Sungguh ironis melihat fenomena krisis air bersih melanda Indonesia, sebuah negara yang kaya air. Sebagai negara maritim, Indonesia memiliki 6% persediaan air dunia atau sekitar 21% persediaan air Asia Pasifik (Abe, 2011)[1]. Namun dalam Forum Air
Dunia II di Den Haag yang diselenggarakan pada Maret 2000, dikatakan
bahwa Indonesia merupakan salah satu negara yang akan mengalami krisis air pada tahun 2025. Masih jauh dari tahun 2025, Indonesia nampaknya telah merasakan keterpurukan kuantitas dan kualitas air (Lubis, 2012)[2].
Gambar 1. Peta indeks ancaman bencana kekeringan di Indonesia
Sumber: Badan Nasional Penanggulangan Bencana (2009)[3]
Masyarakat
Desa Waekokak, Kecamatan Aesesa, Kabupaten Nagekeo, Flores Bagian
Timur, Provinsi Nusa Tenggara Timur merupakan potret nyata betapa
sulitnya memperoleh air yang layak untuk kebutuhan hidup sehari-hari. Bahkan mereka terpaksa meminum air sumur dengan rasa asin. (Makur, 2012)[4].
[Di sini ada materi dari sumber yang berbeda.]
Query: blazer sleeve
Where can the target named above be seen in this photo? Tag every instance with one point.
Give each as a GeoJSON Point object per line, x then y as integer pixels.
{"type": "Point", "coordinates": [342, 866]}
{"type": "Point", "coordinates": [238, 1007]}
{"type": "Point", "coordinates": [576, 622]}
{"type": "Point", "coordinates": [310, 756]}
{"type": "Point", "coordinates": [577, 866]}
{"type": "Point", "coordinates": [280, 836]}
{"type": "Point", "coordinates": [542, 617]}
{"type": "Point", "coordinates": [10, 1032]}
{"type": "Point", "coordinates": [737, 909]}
Hal yang tak jauh berbeda juga dirasakan oleh warga Kapubaten Maros,
Sulawesi Selatan. Setiap tahun, saat musim kemarau tiba, tak sedikit
dari mereka yang terpaksa menggunakan air
laut untuk keperluan mencuci dan memasak. Kemarau menyebabkan sumur,
rawa dan sungai di desa mereka mengering. Upaya pembuatan sumur-sumur
non-permanen pun tidak memberikan penyelesaian, karena air sumur non-permanen ini terasa payau dan terkadang berlumpur. Oleh karena itu, setiap harinya mereka harus mencari air bersih hingga ke dalam goa dengan menempuh perjalanan berkilometer jauhnya demi memenuhi kebutuhan air bersih (Ahmad, 2011)[5].
Kesulitan memperoleh air
bersih juga dialami oleh warga Kampung Matara, Distrik Semangga,
Kabupaten Merauke, Propinsi Papua, sebuah kampung yang terletak di dekat
pantai. Gregorius Gebze, seorang warga Matara, mengatakan bahwa
seringkali mata air di desanya terasa asin atau ‘ber-rasa’ karena bercampur dengan air laut (Aliansi Demokrasi untuk Papua, 2012)[6].
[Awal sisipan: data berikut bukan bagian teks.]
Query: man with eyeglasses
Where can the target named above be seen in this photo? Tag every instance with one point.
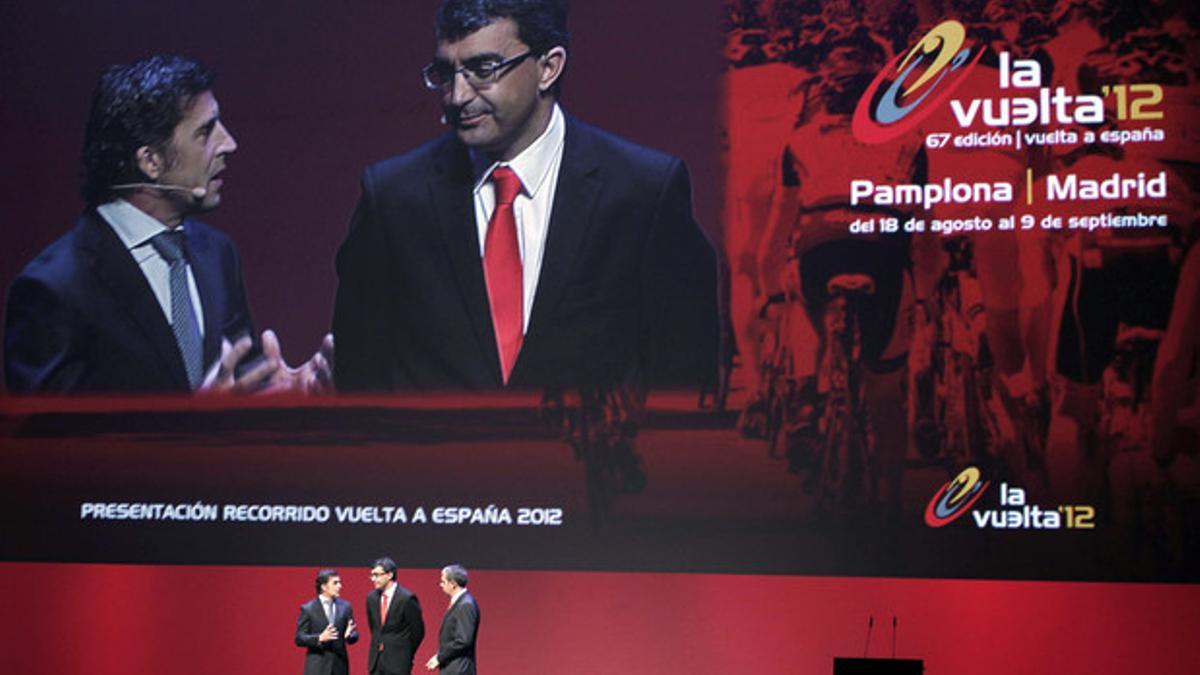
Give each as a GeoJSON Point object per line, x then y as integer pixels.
{"type": "Point", "coordinates": [525, 249]}
{"type": "Point", "coordinates": [394, 616]}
Gambar 2. Krisis air bersih di Papua
Sumber: Pasific Post (2010)[7]
Sebuah studi terkini dilakukan oleh The Indonesian Regional Hydration Study
di enam kota dataran rendah dan dataran tinggi, meliputi Jakarta,
Lembang, Surabaya, Malang, Makassar, Malino yang melibatkan 1200
responden berusia 15-55 tahun, diketahui bahwa sebesar 46,1% penduduk
mengalami dehidrasi (Anna, 2009)[8]. Adapun penyebab utama krisis ini adalah pengelolaan dan pemakaian air yang tidak efektif dan efisien sehingga laju pengadaan sumber daya air
tertekan oleh jumlah kebutuhan. Pertumbuhan penduduk yang pesat telah
memberikan tekanan yang besar terhadap ketersediaan sumber air tawar.
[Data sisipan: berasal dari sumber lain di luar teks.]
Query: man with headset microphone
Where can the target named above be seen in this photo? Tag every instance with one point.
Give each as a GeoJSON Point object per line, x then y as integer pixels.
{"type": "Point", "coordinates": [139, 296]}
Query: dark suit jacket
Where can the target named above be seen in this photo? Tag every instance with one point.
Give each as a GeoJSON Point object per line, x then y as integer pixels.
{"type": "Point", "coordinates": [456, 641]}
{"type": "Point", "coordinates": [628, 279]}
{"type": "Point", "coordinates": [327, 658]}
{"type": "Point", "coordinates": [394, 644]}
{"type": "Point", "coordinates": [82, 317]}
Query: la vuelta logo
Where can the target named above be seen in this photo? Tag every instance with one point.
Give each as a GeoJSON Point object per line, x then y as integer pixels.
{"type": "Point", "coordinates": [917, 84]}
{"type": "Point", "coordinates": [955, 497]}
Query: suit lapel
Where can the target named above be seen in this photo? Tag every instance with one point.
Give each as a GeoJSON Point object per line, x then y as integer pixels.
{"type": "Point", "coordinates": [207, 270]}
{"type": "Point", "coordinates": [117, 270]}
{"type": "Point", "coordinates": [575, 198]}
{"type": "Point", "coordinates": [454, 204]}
Eksploitasi air tanah yang berlebihan dapat menimbulkan intrusi air laut, yakni masuknya air asin ke dalam tanah. Berkurangnya jumlah air tawar dalam tanah menyebabkan penurunan tekanan di lapisan air tawar. Hal ini mengakibatkan air asin yang berada di lapisan bawahnya yang bertekanan lebih tinggi menerobos masuk ke lapisan air tawar sehingga air
tanah menjadi asin. Laju kelangkaan ini kian dipercepat dengan
pencemaran dari pembuangan limbah padat, limbah industri ataupun aliran
limbah pertanian ke sungai-sungai dan danau-danau. Hasil penelitian United States Agency for International Development (USAID) (2007), menunjukkan bahwa hampir 100 persen sumber air minum di berbagai kota di Indonesia tercemar oleh bakteri Escherichia coli dan coliform (Abe, 2011)[1]. Keterbatasan air bersih secara tidak langsung membutakan masyarakat akan pentingnya kebersihan, termasuk mengonsumsi air yang tidak layak minum.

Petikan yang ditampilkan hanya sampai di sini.